Data Error in BWBReader.py

thunder123321 opened this issue · 2 comments

When I run the script "BWBReader.py", the code reports the following error,

(Parrot) root@nlp:~/ParroT-master/BlonDe/BlonDe-main$ python BWB/BWBReader.py
BWB/test_with_annotations
Generating the cached file...
Traceback (most recent call last):
File "BWB/BWBReader.py", line 544, in
for sentences in bwb_reader.dataset_iterator_from_cache(cache_file, dir_path):
File "BWB/BWBReader.py", line 169, in dataset_iterator_from_cache
self.to_cache(dir_path, cache_file)
File "BWB/BWBReader.py", line 530, in to_cache
for sentences in self.dataset_iterator(dir_path):
File "BWB/BWBReader.py", line 212, in dataset_iterator
yield from self.sentence_iterator(chs_path, ref_path)
File "BWB/BWBReader.py", line 268, in sentence_iterator
for chs_document, ref_document in self.dataset_document_iterator(chs_path, ref_path):
File "BWB/BWBReader.py", line 260, in dataset_document_iterator
ref_document.append(self._line_to_BWBsentence(line, "en", document_id, sentence_id))
File "BWB/BWBReader.py", line 414, in _line_to_BWBsentence
k = self._deal_with_ann_span(line, k, mention_stack, quote_stack,
File "BWB/BWBReader.py", line 384, in _deal_with_ann_span
k = self._deal_with_ann_span(line, k, mention_stack, quote_stack,
File "BWB/BWBReader.py", line 384, in _deal_with_ann_span
k = self._deal_with_ann_span(line, k, mention_stack, quote_stack,
File "BWB/BWBReader.py", line 384, in _deal_with_ann_span
k = self._deal_with_ann_span(line, k, mention_stack, quote_stack,
[Previous line repeated 19 more times]
File "BWB/BWBReader.py", line 351, in _deal_with_ann_span
raise RuntimeError(f'the annotated span <{ann_span}> is not followed by a ''. \n'
RuntimeError: the annotated span <O,2> is not followed by a .
document_id: Book0-4, sentence_id: 20

Our "test_with_annotations" was downloaded in this project without any revision. Would you happen to have any suggestions about our question?

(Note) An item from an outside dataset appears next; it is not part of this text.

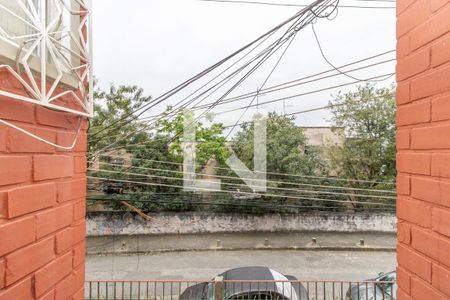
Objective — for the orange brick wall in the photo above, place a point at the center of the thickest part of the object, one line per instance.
(42, 203)
(423, 144)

Make sure you download the new test_with_annotations tarball in #4. You then have to edit BWB/BWBReader.py to set dir_path to point to BWB/BWB_dataset/test_with_annotations. I made this a command-line argument. After that, I was able to iterate through the dataset (though it's not clear how to score it, since the format is different from what is documented in the top-level blonde README).

Make sure you download the new test_with_annotations tarball in #4. You then have to edit BWB/BWBReader.py to set dir_path to point to BWB/BWB_dataset/test_with_annotations. I made this a command-line argument. After that, I was able to iterate through the dataset (though it's not clear how to score it, since the format is different from what is documented in the top-level blonde README).

Thanks for your response, I have one more question about this test set. I noticed that in the sample file, the document is divided into sentences for evaluation, but our model uses the whole document as input and output, and cannot be automatically segmented into sentences. How can I evaluate it without dividing it into document levels?